Turquoise has been mined in the Cerrillos Hills for a millennium - Albuquerque Journal

Turquoise has been mined in the Cerrillos Hills for a millennium

The Turquoise Trail community of Cerrillos is going batty over bats next weekend.

“One of the things that is startling for folks to understand, of the total mammal species, bats make up one-quarter of that number,” said Peter Lipscomb, Cerrillos Hills State Park manager. “Which means, without bats, life as we know it would be very different on this planet.”

Lipscomb will be delivering a two-hour presentation on Sunday, Oct. 29, that will discuss the many benefits of bats, dispel a few myths and is accompanied by an extensive slide show. A bat skeleton and bat puppet will aid Lipscomb in his discussion.

Old mining equipment and a large bottle display are among the exhibits at the Cerrillos Turquoise Mining Museum.

“What they do for us: They are pollinators, they help disperse vegetation and different species of trees and other plants through their droppings,” Lipscomb said. “They’re natural pest control. ”

They also have a relationship with tequila.

“Desert flowers open at night, and since bats are the pollinators, without bats there is no agave, and that’s where tequila comes from,” Lipscomb said.

Although the Cerrillos Hills State Park is just outside the community, the talk itself will be in the park’s visitor center in Cerrillos itself.

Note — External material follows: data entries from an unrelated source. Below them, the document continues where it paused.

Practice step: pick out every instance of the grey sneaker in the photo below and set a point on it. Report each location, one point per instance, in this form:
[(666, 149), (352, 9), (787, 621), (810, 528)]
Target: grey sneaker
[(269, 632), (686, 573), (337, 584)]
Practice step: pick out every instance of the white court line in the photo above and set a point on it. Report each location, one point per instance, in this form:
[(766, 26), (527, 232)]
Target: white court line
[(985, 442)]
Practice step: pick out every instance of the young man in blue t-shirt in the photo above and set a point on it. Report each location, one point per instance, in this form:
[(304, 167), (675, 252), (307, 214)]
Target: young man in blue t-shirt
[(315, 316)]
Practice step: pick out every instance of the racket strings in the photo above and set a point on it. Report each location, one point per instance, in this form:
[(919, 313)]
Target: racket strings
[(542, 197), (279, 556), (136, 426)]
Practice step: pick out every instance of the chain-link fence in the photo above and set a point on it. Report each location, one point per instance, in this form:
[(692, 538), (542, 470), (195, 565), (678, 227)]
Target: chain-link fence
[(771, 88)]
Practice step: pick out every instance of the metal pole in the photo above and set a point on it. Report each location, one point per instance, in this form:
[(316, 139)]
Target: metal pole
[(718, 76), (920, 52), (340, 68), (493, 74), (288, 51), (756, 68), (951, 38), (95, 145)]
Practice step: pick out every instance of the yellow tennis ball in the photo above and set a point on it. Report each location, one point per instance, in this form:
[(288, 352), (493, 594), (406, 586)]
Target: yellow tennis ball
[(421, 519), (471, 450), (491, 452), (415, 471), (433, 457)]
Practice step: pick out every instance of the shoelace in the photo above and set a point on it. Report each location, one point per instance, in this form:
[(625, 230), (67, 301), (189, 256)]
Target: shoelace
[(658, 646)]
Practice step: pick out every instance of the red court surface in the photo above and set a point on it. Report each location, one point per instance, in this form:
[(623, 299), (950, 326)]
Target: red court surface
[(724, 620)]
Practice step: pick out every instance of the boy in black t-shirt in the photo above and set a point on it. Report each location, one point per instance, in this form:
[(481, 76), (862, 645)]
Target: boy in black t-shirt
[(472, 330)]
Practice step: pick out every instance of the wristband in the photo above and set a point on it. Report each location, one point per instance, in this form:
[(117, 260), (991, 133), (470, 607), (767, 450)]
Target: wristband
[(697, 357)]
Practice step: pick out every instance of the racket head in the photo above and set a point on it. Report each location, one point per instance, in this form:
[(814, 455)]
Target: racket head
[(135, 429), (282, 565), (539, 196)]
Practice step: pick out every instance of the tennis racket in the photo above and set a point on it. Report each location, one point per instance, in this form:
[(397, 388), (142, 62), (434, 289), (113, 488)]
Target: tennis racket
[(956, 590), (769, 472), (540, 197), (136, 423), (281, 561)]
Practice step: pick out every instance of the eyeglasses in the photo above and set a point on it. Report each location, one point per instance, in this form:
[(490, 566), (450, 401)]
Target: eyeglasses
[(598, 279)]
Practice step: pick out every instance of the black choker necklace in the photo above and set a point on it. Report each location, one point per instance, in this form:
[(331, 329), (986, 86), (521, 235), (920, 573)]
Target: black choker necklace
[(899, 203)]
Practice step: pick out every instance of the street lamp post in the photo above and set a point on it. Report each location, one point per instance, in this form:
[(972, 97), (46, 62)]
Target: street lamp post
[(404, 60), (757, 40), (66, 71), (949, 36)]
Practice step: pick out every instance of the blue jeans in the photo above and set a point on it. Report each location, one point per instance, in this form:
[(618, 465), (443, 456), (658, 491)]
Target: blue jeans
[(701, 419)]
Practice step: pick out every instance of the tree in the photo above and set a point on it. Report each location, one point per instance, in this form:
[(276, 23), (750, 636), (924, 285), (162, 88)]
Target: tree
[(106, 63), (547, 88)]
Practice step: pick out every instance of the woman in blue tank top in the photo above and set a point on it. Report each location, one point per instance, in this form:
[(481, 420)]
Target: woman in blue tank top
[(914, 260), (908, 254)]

The visitor center is a good spot to check out some of the local lore and even some ore, he said.

The dusty streets of Cerrillos offer a place to stroll. (SOURCE: The Cerrillos Historical Society)

Old mining equipment and other local artifacts are on display, and it will help put the state park site into perspective, Lipscomb said.

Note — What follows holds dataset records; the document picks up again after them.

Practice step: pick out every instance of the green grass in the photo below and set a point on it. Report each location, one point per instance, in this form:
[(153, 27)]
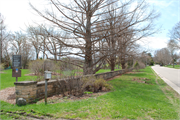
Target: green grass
[(8, 81), (171, 66), (128, 100)]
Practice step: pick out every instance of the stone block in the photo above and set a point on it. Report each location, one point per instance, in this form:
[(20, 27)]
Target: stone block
[(21, 101)]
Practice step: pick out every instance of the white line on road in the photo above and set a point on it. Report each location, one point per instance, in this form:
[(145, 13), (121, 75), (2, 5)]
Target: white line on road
[(171, 84)]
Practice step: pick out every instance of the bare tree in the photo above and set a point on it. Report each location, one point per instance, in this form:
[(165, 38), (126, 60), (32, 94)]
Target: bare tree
[(83, 22), (162, 56), (37, 41), (172, 48), (125, 28), (4, 39)]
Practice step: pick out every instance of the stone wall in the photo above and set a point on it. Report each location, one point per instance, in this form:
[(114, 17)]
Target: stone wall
[(32, 91)]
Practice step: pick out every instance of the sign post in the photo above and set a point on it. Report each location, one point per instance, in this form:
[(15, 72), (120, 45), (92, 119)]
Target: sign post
[(16, 63), (47, 76)]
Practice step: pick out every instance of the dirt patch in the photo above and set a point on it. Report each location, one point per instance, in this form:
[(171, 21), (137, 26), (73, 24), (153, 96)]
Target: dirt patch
[(60, 98), (8, 95), (113, 78)]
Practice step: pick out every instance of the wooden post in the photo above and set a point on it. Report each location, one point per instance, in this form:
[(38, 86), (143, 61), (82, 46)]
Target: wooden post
[(46, 91)]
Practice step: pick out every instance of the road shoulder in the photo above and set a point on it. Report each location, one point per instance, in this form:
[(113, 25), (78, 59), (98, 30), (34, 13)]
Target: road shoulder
[(171, 84)]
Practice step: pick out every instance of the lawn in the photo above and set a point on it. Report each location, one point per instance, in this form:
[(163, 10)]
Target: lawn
[(171, 66), (129, 99), (105, 70)]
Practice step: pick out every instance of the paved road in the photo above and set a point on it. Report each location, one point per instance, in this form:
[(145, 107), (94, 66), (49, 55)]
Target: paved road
[(169, 75)]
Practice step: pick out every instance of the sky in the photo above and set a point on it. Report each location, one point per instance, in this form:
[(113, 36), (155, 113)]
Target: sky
[(18, 15)]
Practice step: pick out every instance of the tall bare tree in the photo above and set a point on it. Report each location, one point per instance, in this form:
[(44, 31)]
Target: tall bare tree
[(81, 22), (4, 39), (174, 35), (21, 46)]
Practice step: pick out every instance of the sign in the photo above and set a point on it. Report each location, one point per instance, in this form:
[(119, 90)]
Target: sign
[(16, 73), (16, 62)]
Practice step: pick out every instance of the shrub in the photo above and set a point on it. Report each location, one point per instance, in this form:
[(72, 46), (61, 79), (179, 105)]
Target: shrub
[(39, 66), (1, 67), (36, 67)]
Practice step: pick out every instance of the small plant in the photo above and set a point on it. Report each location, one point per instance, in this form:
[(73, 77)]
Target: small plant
[(1, 67), (88, 92)]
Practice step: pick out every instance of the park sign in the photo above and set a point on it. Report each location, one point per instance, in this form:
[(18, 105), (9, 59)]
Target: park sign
[(16, 61)]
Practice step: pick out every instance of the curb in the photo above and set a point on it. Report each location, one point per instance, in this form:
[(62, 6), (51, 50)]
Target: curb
[(171, 84)]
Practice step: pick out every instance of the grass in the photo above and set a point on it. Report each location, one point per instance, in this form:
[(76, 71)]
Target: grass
[(171, 66), (8, 81), (128, 100)]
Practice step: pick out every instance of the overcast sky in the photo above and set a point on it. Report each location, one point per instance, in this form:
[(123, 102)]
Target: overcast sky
[(18, 14)]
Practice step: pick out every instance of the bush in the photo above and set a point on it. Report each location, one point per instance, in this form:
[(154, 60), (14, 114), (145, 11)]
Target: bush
[(91, 83), (1, 67), (36, 67), (39, 66), (139, 65)]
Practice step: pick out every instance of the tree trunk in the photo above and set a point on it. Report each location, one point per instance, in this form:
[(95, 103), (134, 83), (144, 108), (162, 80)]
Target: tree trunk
[(112, 63), (123, 63), (88, 65)]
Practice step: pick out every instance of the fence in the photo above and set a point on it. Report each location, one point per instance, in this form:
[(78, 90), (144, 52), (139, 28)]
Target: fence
[(33, 90)]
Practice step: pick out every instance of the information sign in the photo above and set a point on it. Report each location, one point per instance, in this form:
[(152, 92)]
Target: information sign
[(16, 62)]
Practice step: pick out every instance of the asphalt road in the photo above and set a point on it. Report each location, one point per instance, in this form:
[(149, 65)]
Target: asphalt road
[(170, 75)]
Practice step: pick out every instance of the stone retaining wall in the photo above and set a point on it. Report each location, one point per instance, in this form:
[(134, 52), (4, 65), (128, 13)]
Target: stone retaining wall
[(32, 91)]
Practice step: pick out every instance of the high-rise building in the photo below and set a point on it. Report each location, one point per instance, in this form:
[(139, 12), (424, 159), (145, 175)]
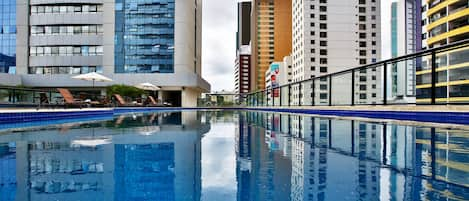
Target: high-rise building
[(331, 36), (405, 39), (445, 22), (243, 70), (243, 35), (271, 35), (8, 36), (130, 41), (243, 64)]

The state park covers about 1,000 acres. Nearly five miles of trails wind through an area rife with various mines, some dating back more than 1,000 years to where Native Americans first pulled turquoise from the ground.

“You really can see how the natural history influenced cultural history,” Lipscomb said. “You have mines that date to about A.D. 900 with the Native people and turquoise, then mines from the Spanish Entrada when they were exploring things and they found galena, which is a lead-silver sulfide. Then you have the territorial mining boom. You can see how the little hills played a giant role in the settling of New Mexico.”

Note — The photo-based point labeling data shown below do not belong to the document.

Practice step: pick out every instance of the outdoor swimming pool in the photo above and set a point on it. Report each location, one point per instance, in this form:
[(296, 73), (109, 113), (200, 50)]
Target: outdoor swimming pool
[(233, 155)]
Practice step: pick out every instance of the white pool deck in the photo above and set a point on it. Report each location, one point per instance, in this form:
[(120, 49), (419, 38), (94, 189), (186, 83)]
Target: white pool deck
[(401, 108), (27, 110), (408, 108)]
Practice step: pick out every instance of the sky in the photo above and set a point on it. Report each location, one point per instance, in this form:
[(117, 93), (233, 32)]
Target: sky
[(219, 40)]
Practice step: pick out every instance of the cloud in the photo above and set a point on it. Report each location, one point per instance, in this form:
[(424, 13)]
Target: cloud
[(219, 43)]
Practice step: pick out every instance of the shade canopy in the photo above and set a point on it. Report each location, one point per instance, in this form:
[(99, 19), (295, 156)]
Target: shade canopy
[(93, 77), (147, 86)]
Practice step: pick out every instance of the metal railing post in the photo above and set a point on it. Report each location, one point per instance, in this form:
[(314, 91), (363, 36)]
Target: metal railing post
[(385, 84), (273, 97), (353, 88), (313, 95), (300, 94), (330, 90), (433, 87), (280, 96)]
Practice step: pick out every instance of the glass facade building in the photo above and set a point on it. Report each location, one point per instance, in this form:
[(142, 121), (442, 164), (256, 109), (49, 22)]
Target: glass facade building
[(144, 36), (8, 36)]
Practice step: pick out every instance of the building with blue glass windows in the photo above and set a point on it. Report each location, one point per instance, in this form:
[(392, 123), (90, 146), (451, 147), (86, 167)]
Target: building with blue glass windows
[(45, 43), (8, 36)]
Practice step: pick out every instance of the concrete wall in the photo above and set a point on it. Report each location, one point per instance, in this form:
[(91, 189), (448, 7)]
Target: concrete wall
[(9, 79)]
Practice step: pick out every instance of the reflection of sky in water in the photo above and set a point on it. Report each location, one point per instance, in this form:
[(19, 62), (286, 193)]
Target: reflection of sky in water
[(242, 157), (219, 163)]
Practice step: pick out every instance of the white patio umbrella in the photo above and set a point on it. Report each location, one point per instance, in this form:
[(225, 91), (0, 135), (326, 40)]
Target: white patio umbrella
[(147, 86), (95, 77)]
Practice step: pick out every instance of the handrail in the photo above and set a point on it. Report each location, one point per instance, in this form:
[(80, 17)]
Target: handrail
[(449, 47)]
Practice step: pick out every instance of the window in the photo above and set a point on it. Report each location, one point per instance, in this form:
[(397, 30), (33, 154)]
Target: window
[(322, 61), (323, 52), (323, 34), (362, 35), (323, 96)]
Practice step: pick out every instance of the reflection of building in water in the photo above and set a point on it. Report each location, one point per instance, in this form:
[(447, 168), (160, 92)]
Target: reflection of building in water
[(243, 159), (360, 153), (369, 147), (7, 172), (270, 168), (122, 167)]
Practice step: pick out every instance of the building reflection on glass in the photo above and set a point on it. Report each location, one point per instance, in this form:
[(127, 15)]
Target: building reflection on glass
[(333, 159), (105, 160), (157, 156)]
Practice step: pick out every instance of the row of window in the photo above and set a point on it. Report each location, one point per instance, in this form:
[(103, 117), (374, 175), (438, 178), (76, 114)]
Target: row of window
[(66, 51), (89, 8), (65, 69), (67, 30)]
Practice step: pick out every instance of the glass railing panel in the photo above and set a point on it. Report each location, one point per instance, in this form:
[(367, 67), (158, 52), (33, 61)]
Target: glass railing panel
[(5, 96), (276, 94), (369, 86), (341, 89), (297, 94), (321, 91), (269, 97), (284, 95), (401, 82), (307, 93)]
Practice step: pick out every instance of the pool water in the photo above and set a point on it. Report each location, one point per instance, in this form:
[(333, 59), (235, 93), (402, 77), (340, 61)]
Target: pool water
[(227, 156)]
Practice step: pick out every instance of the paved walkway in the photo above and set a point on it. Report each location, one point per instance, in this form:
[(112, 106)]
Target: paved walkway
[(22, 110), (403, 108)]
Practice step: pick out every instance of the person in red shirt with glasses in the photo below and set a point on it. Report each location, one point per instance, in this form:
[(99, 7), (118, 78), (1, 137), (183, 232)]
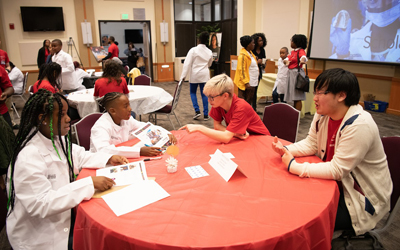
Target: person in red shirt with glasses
[(240, 118)]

The Adobe Iglesia de San José is nearly 100 years old. (SOURCE: The New Mexico Department Of Tourism)

More mining equipment, as well as many other odds and ends of local history, is on display in the Cerrillos Turquoise Mining Museum inside the Casa Grande Trading Post.

“We have a large museum with a large open collection,” said Pat Brown, owner of the trading post and museum with her husband, Todd. “We have examples of local turquoise and a nice display of the Tiffany Mine, gold dry washers (devices for panning gold without water) and lots of antique-type tools, some stuff from coal mines and quite a display of old bottles.”

Townsend’s big-eared bats roost in Madrid. (SOURCE: Michael Roedel)

One of the big attractions is the raw turquoise that the family pulls from the ground in one of their three claims in the vicinity. This raw turquoise is then polished and used in jewelry made for sale in the trading post.

“We go out several times a year for our rough rock,” Brown said. “We come home, work it, grind it for stone setting, and we set our own jewelry. We have examples of the rough rock, polished stones and the jewelry. It is cool.”

The couple also own a petting zoo.

The Cerrillos Hills State Park visitor center offers a number of mining artifacts. (SOURCE: the New Mexico State Parks)

“We have a small barnyard with four goats, a llama, fancy chickens——they have a fabulous top, so they get a lot of attention—— and white pigeons,” Brown said.

The Cerrillos Station, a mercantile featuring a number of local artists in a fine-art gallery, recently opened in the community, which has about 100 residents.

The renovation of the 100-year-old building is a work of art in its own right as a means of connecting the building’s history with the future. The work took more than a year and includes solar-thermal-produced heat.